Tony Townsend

Personal information
- Full name: Tony Townsend
- Born: April 7, 1961 Sydney, New South Wales, Australia
- Died: 23 August 2022 (aged 61) Maitland, New South Wales, Australia

Playing information
- Position: Hooker
Club
| Years | Team | Pld | T | G | FG | P |
| 1985–87 | St George Dragons | 13 | 1 | 0 | 0 | 4 |
| 1988–90 | Newcastle Knights | 25 | 2 | 0 | 0 | 8 |
|  | Total | 38 | 3 | 0 | 0 | 12 |
- Source: As of 24 August 2022

= Tony Townsend =

Australian rugby league footballer

Tony Townsend (7 April 1961 – 23 August 2022) was a professional rugby league footballer who played in the 1980s and 1990s.
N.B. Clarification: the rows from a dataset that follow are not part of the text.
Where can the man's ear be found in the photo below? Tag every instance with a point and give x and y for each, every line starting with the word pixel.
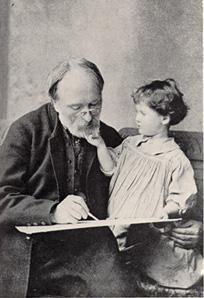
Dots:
pixel 166 120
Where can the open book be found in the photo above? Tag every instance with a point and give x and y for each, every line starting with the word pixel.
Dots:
pixel 91 224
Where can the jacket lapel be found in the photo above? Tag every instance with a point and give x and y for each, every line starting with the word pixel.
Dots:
pixel 57 153
pixel 90 156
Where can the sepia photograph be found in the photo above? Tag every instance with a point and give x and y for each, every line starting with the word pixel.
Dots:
pixel 101 148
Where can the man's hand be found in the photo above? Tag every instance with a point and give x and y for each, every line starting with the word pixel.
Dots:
pixel 187 234
pixel 70 210
pixel 94 139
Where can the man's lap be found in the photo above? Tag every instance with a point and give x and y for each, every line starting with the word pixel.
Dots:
pixel 76 263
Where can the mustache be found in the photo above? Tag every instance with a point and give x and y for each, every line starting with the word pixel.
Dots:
pixel 92 128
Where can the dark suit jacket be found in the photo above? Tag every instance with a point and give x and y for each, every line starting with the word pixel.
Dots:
pixel 32 168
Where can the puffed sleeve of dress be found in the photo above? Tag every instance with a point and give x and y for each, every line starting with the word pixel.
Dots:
pixel 182 188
He played for the St. George Dragons from 1985 to 1987 and then he was part of the inaugural Newcastle Knights squad from 1988 to 1990.

==Playing career==
Townsend made his first grade debut for St George in Round 13 1985 against North Sydney at North Sydney Oval. Townsend played 7 games for St George that season as the club won the minor premiership. Townsend did not for the club in any of its finals games or the grand final loss against Canterbury-Bankstown.

In 1988, Townsend signed with Newcastle and played in the club's first ever game against Parramatta. Townsend played for Newcastle up until the end of the 1990 season before retiring.

==Death==
Townsend died on 23 August 2022, at the age of 61.